Graffiti - or wall art - in SanTelmo

Historic building - awaiting its 'renaissance'

On 17. December 2015 - another historic moment in Argentina! After four years of CEPO (trade restrictions) on the US Dollar. the new government has lifted the Cepo within a week of assuming power. As of today, there will be instead of a dozen exchange rates (only one of them 'official) for dolar ahorro, dolar turistico, dolar tarjeta, dolar blu, dolar arbolitos,dolar bolsa and who knows how many other versions of the same thing, only ONE rate driven by the open market.
Nine minutes to go for the CEPO to become history, the count down on television stations has started. Nine minutes before drop dead time, the question remains: where will the new exchange rate settle...

one second to go until THE ANSWER is available....

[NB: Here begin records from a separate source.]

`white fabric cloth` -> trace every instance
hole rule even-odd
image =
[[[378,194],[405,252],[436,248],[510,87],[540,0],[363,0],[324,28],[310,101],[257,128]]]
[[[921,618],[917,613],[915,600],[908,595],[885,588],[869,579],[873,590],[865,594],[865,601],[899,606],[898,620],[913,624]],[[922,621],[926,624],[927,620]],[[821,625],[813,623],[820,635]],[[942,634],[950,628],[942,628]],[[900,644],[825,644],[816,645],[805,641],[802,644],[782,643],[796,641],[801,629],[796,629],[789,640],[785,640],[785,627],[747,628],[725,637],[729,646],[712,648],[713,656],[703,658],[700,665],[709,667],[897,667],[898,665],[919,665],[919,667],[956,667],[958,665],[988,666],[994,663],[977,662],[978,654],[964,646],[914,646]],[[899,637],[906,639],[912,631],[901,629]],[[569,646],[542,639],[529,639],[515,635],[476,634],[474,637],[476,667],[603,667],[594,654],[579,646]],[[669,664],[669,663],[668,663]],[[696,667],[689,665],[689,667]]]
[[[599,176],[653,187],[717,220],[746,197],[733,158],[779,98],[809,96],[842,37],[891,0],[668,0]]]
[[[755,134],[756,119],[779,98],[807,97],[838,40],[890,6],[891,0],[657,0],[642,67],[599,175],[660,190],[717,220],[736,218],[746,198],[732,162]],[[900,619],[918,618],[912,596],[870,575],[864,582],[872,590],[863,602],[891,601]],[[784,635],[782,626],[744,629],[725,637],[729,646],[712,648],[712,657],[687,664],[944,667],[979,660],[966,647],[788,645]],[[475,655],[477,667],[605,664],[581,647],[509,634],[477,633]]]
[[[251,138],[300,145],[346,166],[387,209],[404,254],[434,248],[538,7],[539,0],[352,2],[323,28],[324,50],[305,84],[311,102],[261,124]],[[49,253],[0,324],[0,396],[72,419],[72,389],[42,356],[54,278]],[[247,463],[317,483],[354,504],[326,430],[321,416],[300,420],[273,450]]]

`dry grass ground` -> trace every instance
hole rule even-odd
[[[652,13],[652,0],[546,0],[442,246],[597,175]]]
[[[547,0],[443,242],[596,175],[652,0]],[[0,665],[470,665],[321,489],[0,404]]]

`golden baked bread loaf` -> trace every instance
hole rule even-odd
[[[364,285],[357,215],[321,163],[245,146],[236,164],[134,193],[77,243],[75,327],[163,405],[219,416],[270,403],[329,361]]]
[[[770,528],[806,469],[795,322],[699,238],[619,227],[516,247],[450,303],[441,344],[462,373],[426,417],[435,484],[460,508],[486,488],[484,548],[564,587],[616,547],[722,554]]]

...the markets are opening, the exchange houses are holding their breath, the arbolitos (illegal street exchange people waving bank notes like tree leafs hence 'little trees') holding everything else (will they still have their cambio, cambio, cambio jobs in Calle Florida?) and life goes on.
It's official....

The first 'pantalla' (advertising screen) of a Calle Florida Exchange house flashes the first post-CEPO rate

 
And the rest of Buenos Aires - situation normal - Subway stopped since five hours, to protest the lay off of 26 employees.